According to Gal-On, “public discourse on this issue is essential. The public is not a herd. There are things it must hear.”



“The last three wars were optional, and there was no public discourse,” she explained. “The governments acted irresponsibly, and it ended in inquiry committees.”

Orlev said that, in his opinion, there is no dilemma.

“The State of Israel cannot allow itself to live under a nuclear threat from a state whose leaders declare openly that they plan to destroy us,” he stated. “This isn’t a discussion in the plenum or in the newspaper headlines about how to do it, and we hope the world will take care of the problem, but experience shows us that we cannot rely on the world.”

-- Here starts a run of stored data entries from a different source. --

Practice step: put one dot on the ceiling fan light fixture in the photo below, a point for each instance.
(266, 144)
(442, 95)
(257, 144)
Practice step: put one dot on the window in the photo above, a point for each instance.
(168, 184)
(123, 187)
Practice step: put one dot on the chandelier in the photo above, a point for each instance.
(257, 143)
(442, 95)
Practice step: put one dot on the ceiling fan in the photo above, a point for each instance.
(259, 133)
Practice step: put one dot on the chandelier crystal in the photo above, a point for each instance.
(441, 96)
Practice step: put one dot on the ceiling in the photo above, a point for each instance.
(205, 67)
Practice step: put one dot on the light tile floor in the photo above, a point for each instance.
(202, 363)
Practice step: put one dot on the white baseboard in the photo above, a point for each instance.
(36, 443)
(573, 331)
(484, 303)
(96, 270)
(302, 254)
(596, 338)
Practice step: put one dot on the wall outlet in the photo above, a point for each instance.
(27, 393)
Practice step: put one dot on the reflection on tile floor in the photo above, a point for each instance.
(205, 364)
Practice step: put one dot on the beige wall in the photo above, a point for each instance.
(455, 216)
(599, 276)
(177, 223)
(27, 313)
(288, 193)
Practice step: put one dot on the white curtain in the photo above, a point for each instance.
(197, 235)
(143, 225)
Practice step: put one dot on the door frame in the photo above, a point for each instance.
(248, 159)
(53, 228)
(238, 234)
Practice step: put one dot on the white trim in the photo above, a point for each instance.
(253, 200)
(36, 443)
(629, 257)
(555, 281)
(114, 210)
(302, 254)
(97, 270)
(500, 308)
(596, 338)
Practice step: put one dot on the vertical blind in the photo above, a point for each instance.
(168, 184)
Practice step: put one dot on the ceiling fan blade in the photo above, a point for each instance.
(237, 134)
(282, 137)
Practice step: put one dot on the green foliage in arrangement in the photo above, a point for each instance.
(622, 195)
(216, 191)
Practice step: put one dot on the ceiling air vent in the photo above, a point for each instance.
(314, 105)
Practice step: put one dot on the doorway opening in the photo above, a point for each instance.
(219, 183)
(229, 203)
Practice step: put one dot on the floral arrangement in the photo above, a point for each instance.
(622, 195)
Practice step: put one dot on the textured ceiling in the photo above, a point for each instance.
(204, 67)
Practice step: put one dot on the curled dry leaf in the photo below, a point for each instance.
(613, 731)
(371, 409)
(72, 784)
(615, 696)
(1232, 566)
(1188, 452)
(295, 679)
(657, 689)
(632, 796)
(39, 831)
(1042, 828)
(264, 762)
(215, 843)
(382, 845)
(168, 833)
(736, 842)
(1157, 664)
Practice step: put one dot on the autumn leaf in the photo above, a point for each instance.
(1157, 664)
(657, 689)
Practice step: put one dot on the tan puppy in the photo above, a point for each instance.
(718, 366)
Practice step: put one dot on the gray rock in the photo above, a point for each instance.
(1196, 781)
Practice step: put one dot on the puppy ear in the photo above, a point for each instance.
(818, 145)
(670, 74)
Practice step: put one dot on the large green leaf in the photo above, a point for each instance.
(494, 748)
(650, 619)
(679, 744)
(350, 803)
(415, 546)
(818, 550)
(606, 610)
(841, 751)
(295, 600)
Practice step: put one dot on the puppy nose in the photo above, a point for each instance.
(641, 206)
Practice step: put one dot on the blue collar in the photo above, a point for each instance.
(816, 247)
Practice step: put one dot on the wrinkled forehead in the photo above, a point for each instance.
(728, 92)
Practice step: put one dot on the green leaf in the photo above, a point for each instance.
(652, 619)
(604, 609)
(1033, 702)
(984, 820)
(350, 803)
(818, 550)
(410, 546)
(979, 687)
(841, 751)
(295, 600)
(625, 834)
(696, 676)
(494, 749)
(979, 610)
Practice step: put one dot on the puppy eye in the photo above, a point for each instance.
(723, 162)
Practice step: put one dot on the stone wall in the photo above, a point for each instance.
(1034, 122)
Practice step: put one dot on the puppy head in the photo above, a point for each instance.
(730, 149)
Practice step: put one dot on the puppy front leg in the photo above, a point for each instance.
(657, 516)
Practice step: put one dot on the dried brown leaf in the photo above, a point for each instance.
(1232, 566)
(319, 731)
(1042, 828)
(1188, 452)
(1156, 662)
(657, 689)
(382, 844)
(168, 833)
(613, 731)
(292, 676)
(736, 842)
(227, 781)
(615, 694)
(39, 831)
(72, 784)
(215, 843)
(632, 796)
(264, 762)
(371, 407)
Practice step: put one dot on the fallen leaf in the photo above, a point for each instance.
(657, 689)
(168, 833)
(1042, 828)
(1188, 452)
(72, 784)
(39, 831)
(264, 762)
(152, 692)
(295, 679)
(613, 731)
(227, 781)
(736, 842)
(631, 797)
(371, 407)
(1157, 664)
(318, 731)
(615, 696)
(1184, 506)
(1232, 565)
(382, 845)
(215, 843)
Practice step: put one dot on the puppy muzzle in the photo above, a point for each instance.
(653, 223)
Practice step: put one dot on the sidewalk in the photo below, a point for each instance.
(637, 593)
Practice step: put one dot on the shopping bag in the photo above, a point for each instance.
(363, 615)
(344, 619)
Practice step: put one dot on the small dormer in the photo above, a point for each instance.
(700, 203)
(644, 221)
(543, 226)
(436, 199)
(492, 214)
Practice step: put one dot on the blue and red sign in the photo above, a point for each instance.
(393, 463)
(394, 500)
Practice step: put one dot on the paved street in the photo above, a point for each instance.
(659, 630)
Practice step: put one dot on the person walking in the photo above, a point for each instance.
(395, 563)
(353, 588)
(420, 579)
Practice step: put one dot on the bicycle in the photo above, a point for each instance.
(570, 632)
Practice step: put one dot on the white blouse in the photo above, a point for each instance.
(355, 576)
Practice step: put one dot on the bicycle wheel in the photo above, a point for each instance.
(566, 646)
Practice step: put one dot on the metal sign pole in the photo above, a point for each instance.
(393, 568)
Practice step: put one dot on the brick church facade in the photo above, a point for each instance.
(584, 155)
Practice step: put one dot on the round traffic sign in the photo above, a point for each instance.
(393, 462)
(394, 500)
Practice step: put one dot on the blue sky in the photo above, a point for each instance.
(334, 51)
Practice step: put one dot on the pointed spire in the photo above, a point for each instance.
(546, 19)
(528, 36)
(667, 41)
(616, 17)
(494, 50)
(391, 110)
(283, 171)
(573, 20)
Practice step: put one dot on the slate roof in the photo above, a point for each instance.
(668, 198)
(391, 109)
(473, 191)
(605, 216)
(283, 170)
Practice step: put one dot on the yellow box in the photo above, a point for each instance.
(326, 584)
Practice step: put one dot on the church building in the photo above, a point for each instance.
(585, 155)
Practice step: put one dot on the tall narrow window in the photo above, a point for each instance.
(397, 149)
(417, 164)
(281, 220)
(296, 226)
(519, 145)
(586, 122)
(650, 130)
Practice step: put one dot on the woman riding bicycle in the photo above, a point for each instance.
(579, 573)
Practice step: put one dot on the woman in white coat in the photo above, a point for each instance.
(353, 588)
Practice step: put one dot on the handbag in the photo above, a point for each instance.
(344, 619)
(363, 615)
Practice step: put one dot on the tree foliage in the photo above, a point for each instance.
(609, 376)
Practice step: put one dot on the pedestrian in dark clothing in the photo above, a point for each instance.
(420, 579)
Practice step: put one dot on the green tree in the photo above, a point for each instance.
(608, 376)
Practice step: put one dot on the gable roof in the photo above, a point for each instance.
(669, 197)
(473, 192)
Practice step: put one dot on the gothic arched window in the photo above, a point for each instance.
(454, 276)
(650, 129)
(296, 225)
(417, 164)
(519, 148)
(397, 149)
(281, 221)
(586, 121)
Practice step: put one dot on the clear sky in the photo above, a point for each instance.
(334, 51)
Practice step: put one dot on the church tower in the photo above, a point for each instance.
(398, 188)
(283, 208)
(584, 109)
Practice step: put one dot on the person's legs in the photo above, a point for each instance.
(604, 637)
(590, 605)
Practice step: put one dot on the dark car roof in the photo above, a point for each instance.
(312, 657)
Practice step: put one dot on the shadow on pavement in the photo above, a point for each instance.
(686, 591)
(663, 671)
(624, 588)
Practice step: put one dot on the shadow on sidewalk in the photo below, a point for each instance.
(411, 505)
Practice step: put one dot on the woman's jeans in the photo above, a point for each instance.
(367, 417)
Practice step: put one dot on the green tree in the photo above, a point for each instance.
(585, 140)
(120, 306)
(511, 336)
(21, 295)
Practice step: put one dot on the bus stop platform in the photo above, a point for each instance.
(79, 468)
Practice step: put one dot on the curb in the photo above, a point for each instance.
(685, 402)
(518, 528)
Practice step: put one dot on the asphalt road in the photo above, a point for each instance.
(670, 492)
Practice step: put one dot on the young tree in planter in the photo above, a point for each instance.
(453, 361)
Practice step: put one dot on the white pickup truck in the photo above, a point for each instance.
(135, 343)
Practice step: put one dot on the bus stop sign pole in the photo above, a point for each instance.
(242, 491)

Orlev continued: “If the world does not act, we cannot sit with our hands folded. However, we cannot talk about how to attack, because if the State of Israel reaches the conclusion that it will do what it will do, no one needs to know about it.”

“In today’s world, we cannot prevent a public discussion,” Eitan said. “People want to give their opinions.”

“At the same time, there’s a difference between the public and former and current officials, who received information because of their position,” he explained. “A public servant who received information because of his job must measure every word and examine them using tools like the Knesset Foreign Affairs and Defense Committee, the Attorney-General and others.”

“There is a way to do things according to conscience, but without breaking the rules,” Eitan pointed out.